Saison 2019-2020 du Théâtre Denise-Pelletier | Entre ouverture et révolte

« Avec des rêves, des exigences, des revendications, un peu de larmes, pas de sang, juste assez de mystère. Je veux entendre la clameur de la résistance, la beauté du discours, la force de l’attachement. Car sur la scène, comédie ou tragédie, c’est toujours de révolte qu’il s’agit. Quel que soit le siècle ou le lieu, c’est une agitation, une indignation, oui une révolte qui fait naître une œuvre. »

C’est Claude Poissant, le directeur artistique du Théâtre Denise-Pelletier, qui parle ainsi de sa programmation dans les deux salles du TDP pour la 56e saison de ce théâtre qui, depuis les belles années de la Nouvelle Compagnie Théâtrale, vise une clientèle cible d’âge scolaire, tout en intéressant le public adulte.

En 2019-2020, continue Poissant, alors que le nouveau millénaire est au cœur de sa jeunesse, la révolte est palpable, sonore, obligée, elle est un chant de survie, ni naïf ni innocent. Le théâtre le sait, le saisit, le travaille, l’interprète, en dessine la quête, en trace la conquête. Puis, le théâtre offre, échange.

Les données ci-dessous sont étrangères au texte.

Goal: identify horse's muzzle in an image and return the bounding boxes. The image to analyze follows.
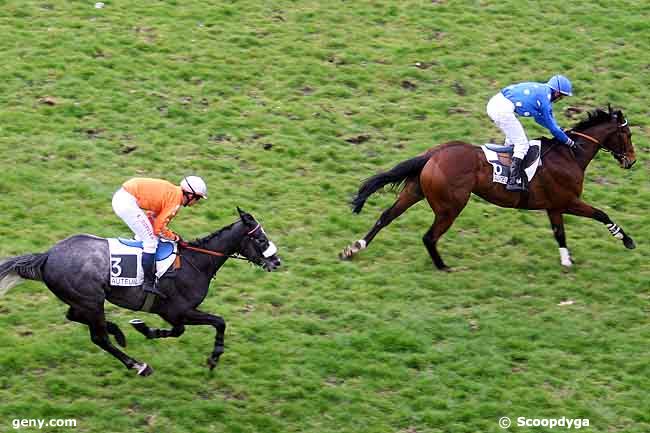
[621,157,636,170]
[262,254,282,272]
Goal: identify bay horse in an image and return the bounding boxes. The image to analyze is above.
[340,106,636,270]
[0,208,280,376]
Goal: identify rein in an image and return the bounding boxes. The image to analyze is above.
[178,242,250,261]
[567,128,627,159]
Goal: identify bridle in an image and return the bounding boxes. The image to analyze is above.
[567,119,628,164]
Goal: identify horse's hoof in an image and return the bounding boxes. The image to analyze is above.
[113,331,126,347]
[208,356,219,371]
[339,247,353,260]
[133,362,153,377]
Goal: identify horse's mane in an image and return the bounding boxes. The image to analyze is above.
[538,108,620,150]
[188,220,239,248]
[573,108,611,131]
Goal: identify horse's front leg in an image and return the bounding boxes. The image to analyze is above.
[566,201,636,250]
[546,209,573,268]
[182,310,226,370]
[129,319,185,339]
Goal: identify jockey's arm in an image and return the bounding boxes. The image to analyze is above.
[535,103,569,143]
[153,206,180,240]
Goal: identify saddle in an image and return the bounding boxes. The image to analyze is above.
[107,238,180,287]
[481,140,542,185]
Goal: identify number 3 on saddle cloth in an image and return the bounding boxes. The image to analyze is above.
[108,238,178,287]
[481,140,542,184]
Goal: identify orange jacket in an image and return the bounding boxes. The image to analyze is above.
[122,177,183,239]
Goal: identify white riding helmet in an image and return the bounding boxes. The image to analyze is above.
[181,176,208,199]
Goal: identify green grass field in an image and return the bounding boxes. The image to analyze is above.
[0,0,650,433]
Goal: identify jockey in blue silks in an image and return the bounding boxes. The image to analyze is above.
[487,75,575,191]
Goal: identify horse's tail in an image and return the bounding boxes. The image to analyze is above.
[351,153,431,213]
[0,253,48,296]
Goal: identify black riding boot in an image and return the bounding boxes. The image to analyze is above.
[506,154,528,192]
[142,252,165,298]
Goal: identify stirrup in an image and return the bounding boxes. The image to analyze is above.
[142,282,167,299]
[506,177,528,192]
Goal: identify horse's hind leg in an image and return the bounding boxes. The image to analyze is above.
[422,161,472,270]
[75,305,153,376]
[339,179,424,260]
[546,210,573,268]
[566,200,636,250]
[422,211,460,271]
[65,307,126,347]
[129,319,185,339]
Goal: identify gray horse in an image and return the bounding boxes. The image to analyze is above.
[0,208,280,376]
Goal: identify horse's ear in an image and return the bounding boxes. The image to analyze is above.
[237,206,255,224]
[237,206,248,222]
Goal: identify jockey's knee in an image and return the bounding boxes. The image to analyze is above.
[142,239,158,254]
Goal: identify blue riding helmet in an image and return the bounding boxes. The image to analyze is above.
[546,75,573,96]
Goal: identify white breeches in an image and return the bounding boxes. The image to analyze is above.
[487,92,529,159]
[113,188,158,253]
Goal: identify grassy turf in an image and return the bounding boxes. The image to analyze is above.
[0,0,650,433]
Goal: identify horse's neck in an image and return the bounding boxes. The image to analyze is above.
[576,127,606,170]
[204,222,244,254]
[193,222,244,276]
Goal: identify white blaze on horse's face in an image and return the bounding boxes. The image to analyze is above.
[262,238,278,259]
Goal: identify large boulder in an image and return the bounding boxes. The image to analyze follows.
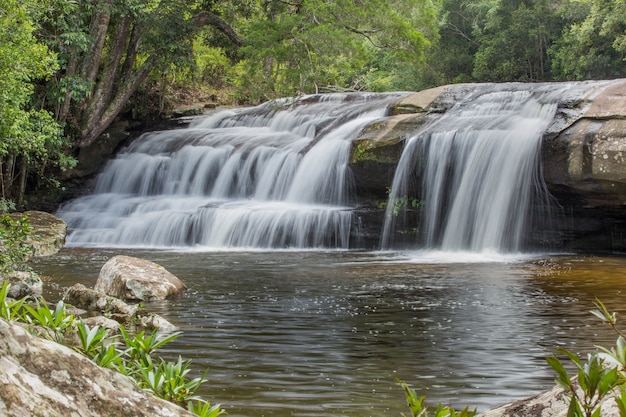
[543,80,626,207]
[0,271,43,299]
[350,80,626,251]
[94,255,187,301]
[63,284,178,333]
[0,320,193,417]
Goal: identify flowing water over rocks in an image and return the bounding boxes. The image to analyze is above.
[59,93,404,249]
[50,81,626,417]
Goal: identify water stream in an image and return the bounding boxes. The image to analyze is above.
[47,85,626,417]
[35,249,626,417]
[58,93,403,249]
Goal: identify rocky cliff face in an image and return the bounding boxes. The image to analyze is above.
[350,80,626,251]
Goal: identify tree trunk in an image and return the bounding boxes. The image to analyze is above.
[72,12,243,148]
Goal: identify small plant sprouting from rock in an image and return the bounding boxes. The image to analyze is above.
[546,299,626,417]
[398,381,476,417]
[0,211,32,274]
[0,280,226,417]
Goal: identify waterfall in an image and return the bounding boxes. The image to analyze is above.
[381,84,583,253]
[58,93,405,248]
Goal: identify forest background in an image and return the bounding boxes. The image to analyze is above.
[0,0,626,207]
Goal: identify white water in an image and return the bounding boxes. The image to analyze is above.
[382,84,608,250]
[58,94,400,248]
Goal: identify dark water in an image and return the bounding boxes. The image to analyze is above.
[35,249,626,417]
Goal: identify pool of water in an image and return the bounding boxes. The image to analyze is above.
[34,249,626,417]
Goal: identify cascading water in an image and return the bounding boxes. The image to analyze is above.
[58,93,404,248]
[382,84,604,253]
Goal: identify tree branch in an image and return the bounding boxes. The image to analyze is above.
[191,11,243,46]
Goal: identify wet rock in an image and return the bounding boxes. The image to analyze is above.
[11,210,67,256]
[94,255,187,301]
[477,387,620,417]
[63,284,178,333]
[349,80,626,251]
[94,255,187,301]
[0,271,43,299]
[0,320,192,417]
[63,284,138,322]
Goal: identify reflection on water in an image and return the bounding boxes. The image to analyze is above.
[35,249,626,417]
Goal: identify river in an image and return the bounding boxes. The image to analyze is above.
[34,248,626,417]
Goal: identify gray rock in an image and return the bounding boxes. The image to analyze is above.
[0,271,43,299]
[0,320,192,417]
[63,284,137,321]
[63,284,178,333]
[11,211,67,256]
[94,255,187,301]
[477,386,620,417]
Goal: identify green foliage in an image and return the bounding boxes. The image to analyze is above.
[0,280,226,417]
[0,0,74,205]
[23,300,75,343]
[239,0,436,100]
[550,0,626,80]
[546,300,626,417]
[120,327,181,366]
[0,214,32,274]
[187,400,228,417]
[398,381,476,417]
[136,356,207,406]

Avec qui veut, avec qui vient.

Trouver un public avide

Rassemblés dans un programme jaune pétant, pas moins de 12 spectacles seront présentés dans les deux salles du Théâtre Denise-Pelletier : la Salle Denise-Pelletier qui devrait logiquement prendre enfin le nom de Salle Gilles-Pelletier, à défaut de l’avoir fait de son vivant; et la petite Salle Fred-Barry qui propose un théâtre plus expérimental, un banc d’essai pour les nouveaux praticiens du théâtre qui ne demandent qu’à faire connaître leur vision artistique et se trouver un public avide.

Ainsi, dès le 25 septembre on pourra voir dans la grande salle une adaptation par Guillaume Corbeil du fameux roman d’anticipation d’Aldous Huxley publié en 1932, Le meilleur des mondes. C’est Frédéric Blanchette qui mettra en scène ce texte d’une « complexité absolue » sous la thématique de la dictature du bonheur. Une production très attendue, comptant Kathleen Fortin et Macha Limonchik dans sa distribution, aux côtés de Simon Lacroix dans le personnage de Bernard pour qui « personne n’est jamais sûr de rien ».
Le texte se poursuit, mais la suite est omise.